[Sophie’s POV]
I tell myself it’s just work. That’s the lie I repeat as I sit at my desk, manuscript open, coffee gone cold beside my keyboard, my focus slipping in dangerous, familiar directions. The words on the page are clean and clinical, all theory and intention, but my body reacts like it recognizes the subtext before my brain can stop it.
Unconventional relationships. Negotiated desire. Shared power.
I scroll, and the language tightens around my chest.
The author writes about communication like it’s a ritual. About rules as something intimate instead of restrictive. About how wanting more than one person doesn’t fracture you unless you pretend it doesn’t cost anything. I underline sentences I’m supposed to evaluate objectively, but my hand pauses every time a phrase lands too close to something I’ve lived.
I lean back in my chair and stare at the ceiling, letting out a slow breath.
“This is not about you,” I mutter under my breath, even though no one can hear me.
But my imagination doesn’t care about professionalism.
The book keeps pushing at memories I didn’t realize were waiting so close to the surface. Adrian’s voice, low and certain, filling the space around me like he expects it to bend. Cassian’s quieter presence, the way he watches before he speaks, like he’s measuring not just what I say but what I don’t.
I highlight a passage about jealousy being information instead of failure, and suddenly I’m back in my living room, arms crossed, watching them argue over schedules like it mattered more than it should have. Adrian pacing. Cassian calm but sharp. Me exhausted, trying not to disappear between them.
“You don’t get to fight through her,” Cassian had said that night, voice controlled but firm.
“And you don’t get to pretend this doesn’t matter,” Adrian had shot back, eyes dark with something close to fear.
My fingers hover over the keyboard as my pulse speeds up.
I shake my head and force myself back into the text, typing notes about pacing and emotional clarity. But every example the author gives feels like it’s pulling something out of me instead of asking me to critique it.
I remember the way Adrian showed up at my office without warning, unapologetic, public. The way Cassian later asked me, carefully, if it made me feel seen or trapped.
“It can be both,” I had told him, and the honesty of that still startles me.
I close my eyes for a second, then reopen them and keep working, because if I stop, I’ll spiral. The problem is that the book doesn’t let me stay detached. It invites reflection like it’s a requirement.
There’s a scene where the characters sit at a table, fully clothed, fully sober, negotiating needs like it’s foreplay. I swallow hard and glance around my office, suddenly aware of how quiet it is, how the late afternoon light slants across the floor.
My phone buzzes, and my heart jumps like it knows before I do.
It’s just a group chat from work. Nothing personal. Nothing dangerous.
I exhale, annoyed at myself, and keep reading.

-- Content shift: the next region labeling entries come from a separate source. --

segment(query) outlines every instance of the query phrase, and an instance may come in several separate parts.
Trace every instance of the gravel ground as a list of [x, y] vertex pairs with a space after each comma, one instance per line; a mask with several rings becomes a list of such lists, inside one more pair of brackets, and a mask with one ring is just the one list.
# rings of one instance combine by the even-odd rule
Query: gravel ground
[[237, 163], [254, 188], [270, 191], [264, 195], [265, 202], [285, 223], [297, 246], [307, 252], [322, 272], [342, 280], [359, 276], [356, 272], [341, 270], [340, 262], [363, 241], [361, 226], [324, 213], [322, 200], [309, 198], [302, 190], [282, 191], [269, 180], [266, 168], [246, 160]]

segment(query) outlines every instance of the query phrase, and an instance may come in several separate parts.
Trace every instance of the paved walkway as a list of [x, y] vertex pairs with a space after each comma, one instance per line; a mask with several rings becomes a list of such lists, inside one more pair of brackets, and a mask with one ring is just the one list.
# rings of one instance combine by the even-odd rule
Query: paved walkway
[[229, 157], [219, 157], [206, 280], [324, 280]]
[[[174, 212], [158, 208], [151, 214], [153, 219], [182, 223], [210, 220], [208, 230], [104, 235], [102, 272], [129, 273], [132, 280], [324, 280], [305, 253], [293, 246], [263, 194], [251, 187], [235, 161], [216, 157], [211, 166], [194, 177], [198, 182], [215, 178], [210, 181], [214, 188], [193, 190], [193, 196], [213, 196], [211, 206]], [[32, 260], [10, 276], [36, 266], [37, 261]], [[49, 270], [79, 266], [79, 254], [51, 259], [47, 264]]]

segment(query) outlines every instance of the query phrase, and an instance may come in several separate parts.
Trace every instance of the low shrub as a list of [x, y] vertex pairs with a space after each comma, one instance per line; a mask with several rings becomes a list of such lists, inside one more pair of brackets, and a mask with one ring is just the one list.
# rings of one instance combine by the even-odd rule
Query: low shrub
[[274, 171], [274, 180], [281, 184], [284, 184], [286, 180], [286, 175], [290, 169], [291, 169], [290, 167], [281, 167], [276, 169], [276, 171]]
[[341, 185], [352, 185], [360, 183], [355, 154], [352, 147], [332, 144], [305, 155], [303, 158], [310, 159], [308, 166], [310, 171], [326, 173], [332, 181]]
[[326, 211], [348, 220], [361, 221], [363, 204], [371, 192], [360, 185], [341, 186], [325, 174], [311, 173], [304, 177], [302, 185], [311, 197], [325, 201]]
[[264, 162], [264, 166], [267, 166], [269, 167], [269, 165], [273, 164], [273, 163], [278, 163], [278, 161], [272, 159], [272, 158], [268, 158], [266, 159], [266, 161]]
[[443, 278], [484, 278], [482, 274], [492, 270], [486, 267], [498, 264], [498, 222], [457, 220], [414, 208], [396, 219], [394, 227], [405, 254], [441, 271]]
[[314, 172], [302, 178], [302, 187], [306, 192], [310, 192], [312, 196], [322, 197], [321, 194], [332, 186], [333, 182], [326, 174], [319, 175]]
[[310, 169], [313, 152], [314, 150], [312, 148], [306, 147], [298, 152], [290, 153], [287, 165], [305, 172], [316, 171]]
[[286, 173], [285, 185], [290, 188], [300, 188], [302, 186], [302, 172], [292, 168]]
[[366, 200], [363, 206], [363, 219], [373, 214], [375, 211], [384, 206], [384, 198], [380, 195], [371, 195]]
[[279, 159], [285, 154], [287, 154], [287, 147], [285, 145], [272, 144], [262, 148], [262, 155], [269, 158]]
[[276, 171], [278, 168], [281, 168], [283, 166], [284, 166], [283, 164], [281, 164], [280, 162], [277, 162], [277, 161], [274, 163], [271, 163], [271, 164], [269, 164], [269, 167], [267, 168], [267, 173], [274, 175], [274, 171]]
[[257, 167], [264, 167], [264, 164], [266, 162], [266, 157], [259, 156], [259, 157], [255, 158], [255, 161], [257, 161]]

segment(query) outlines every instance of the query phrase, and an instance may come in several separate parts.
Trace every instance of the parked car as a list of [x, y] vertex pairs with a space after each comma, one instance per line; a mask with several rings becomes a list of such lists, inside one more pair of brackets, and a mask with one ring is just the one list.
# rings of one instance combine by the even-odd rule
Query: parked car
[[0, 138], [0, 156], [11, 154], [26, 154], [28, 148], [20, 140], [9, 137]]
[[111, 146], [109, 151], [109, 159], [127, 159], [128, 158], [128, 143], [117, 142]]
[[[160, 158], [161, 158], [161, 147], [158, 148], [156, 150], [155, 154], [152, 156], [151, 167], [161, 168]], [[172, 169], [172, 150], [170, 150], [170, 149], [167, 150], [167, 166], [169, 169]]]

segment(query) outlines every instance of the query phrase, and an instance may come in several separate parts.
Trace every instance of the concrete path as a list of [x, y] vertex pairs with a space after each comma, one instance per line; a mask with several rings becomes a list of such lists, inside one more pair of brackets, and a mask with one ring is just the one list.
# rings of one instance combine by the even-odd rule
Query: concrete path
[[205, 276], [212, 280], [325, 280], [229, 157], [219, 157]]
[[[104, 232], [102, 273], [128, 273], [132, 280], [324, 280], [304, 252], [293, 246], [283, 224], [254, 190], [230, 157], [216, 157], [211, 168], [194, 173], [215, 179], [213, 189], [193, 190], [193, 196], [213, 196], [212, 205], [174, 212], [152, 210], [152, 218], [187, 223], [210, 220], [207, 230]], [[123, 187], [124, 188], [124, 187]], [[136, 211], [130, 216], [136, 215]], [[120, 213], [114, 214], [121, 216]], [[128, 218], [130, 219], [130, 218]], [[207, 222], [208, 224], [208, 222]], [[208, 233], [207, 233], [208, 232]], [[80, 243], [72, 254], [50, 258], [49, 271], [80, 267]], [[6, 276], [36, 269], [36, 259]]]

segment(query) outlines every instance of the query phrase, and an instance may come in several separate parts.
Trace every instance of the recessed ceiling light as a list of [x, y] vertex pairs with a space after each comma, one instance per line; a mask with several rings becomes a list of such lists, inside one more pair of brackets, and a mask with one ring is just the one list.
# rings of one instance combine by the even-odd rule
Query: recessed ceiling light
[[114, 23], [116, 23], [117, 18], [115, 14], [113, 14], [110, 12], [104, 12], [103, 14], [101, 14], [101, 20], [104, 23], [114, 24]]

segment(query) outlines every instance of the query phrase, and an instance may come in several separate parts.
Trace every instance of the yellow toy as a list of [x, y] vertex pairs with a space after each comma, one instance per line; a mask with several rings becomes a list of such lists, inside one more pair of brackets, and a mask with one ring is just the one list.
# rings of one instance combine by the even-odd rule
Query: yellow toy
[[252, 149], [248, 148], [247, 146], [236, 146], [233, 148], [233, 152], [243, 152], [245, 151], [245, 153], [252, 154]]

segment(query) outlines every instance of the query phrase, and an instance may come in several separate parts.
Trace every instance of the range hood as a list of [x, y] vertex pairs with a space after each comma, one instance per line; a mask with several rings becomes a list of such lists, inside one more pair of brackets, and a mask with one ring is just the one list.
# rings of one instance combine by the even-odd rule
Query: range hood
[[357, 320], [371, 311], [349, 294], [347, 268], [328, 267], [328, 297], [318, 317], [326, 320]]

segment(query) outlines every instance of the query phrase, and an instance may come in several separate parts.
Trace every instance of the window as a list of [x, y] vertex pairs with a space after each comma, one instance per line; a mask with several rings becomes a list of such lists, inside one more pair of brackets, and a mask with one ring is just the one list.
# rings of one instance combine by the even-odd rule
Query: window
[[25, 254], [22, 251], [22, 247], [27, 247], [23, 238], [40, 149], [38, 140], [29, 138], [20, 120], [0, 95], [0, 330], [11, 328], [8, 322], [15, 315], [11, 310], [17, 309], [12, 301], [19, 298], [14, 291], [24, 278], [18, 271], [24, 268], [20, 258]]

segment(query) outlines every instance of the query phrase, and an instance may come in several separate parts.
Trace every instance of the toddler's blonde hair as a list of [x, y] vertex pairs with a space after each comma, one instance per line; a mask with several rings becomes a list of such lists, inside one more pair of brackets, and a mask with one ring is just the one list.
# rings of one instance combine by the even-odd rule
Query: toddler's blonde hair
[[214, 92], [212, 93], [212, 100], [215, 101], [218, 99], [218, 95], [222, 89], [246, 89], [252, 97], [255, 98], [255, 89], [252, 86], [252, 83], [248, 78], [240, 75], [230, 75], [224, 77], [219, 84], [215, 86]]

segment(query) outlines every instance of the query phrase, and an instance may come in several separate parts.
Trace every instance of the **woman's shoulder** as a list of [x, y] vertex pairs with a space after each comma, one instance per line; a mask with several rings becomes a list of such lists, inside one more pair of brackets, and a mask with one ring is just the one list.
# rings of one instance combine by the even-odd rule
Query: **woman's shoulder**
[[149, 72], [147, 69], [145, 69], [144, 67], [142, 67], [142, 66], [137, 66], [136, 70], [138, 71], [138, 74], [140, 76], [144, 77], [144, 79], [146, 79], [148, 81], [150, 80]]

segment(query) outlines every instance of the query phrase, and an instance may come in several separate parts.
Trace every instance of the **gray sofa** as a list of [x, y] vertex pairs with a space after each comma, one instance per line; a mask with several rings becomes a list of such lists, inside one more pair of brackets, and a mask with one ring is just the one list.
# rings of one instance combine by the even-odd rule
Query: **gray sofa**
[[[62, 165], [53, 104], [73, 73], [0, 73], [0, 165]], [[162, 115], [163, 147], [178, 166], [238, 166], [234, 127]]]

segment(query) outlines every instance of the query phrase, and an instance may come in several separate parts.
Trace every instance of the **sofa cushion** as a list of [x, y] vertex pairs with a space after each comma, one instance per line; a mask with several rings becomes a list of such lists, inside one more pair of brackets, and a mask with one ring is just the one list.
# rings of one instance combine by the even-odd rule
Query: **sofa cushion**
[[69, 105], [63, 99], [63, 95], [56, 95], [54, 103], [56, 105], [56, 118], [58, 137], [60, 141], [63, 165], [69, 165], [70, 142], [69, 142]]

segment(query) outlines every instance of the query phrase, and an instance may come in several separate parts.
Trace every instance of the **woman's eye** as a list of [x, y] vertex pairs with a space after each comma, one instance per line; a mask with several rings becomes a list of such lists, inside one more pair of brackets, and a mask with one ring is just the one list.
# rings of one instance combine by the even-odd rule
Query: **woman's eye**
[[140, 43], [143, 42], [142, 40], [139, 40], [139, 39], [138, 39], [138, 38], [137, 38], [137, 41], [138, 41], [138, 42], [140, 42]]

By the time I reach the end of a chapter, my thoughts are loud and messy. I feel stretched thin, like every memory has been pulled to the surface and left there, humming. I type my last note, attach the file, and send it off before I can second-guess myself.
When I shut my laptop, the silence feels too big.
I pack up faster than usual, slipping my bag over my shoulder, eager to get home where I can breathe without pretending. My body feels restless, wired, like it’s waiting for something it doesn’t want to name.
As I head for the elevator, my phone rings.
Cassian’s name lights up the screen.
I hesitate, then answer. “Hey.”
“You sound distracted,” he says, voice even, observant.
“I finished the manuscript,” I reply, pressing the button for the ground floor. “It messed with my head more than I expected.”